But even so, there’s blundering and then there’s the “guns don’t kill people; faraway news editors who published mini-news briefs two weeks ago kill people” argument, which Shafer says is just plain wrong:

Are the riots and the deaths the magazine’s fault? I say no, whether Newsweek got the story right or wrong. If Al Jazeera published the most inflammatory story it could find — or make up — about the pope or the Virgin Mary, would we blame the satellite station if Rome rioted or the Romans?

And this: The killing of innocents is the greatest desecration.

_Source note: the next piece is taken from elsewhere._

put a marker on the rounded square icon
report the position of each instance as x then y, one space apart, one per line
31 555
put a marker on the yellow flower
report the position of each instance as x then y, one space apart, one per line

The Shift Memo Has Been Horribly Desecrated [Sploid]
Down the Toilet at Newsweek [Slate]

See also this from today’s NYT:

Mr. McClellan and other administration officials blamed the Newsweek article for setting off the anti-American violence that swept Afghanistan and Pakistan. “The report had real consequences,” Mr. McClellan said. “People have lost their lives. Our image abroad has been damaged.”

But only a few days earlier, in a briefing on Thursday, Gen. Richard B. Myers, chairman of the Joint Chiefs of Staff, had said that the senior commander in Afghanistan believed the protests had stemmed from that country’s reconciliation process.

“He thought it was not at all tied to the article in the magazine,” General Myers said.